The research team found that a variant of the GIP receptor remained in a cell compartment four times longer than the typical receptor. Dr. McGraw suggested that this could allow the receptor to send more messages to machinery within the cell, helping it process sugar more efficiently.
Future research and clinical implications
Still, further studies are needed to confirm the effects of this variant on receptor behavior. The researchers also want to know whether there are differences in the behavior of receptors in other types of cells, such as brain cells, which play an important role in regulating hunger.
Recently, the Food and Drug Administration approved several weight loss drugs that mimic the body’s natural hormones and interact with receptors such as GIP, including semaglutide (Wegovy) and tirzepatide (Zepbound). For this reason, there is growing interest in researching new ways to target GIP receptors in obesity.
“Our research suggests that the translocation of receptors from the cell surface to the interior is a key element in the control of metabolism. Therefore, drugs that can modulate the behavior and location of GIP receptors could be used to treat obesity. “This could be an important new tool to combat this,” Dr. Yamin said.

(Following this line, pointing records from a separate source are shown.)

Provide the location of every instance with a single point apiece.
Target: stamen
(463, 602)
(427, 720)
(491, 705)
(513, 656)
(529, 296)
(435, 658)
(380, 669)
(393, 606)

Meanwhile, Dr. McGraw noted that it is essential to understand how people with different genetic variations in the GIP receptor respond to currently available weight loss drugs. “A better understanding of how different variants of the receptor affect metabolism could enable precision medicine approaches to weight loss, where specific drugs are matched to genetic variants. “Maybe,” he said.
Reference: “Spatiotemporal control of GIPR signaling impacts glucose homeostasis, as revealed by studies of common GIPR mutants” Lucie Yammine, Belén Picatoste, Nazish Abdullah, Rosemary A. Leahey, …Timothy E. McGraw, November 2023 molecular metabolism.
This work was supported by National Institutes of HealthR01 DK096925 and R01 DK125699.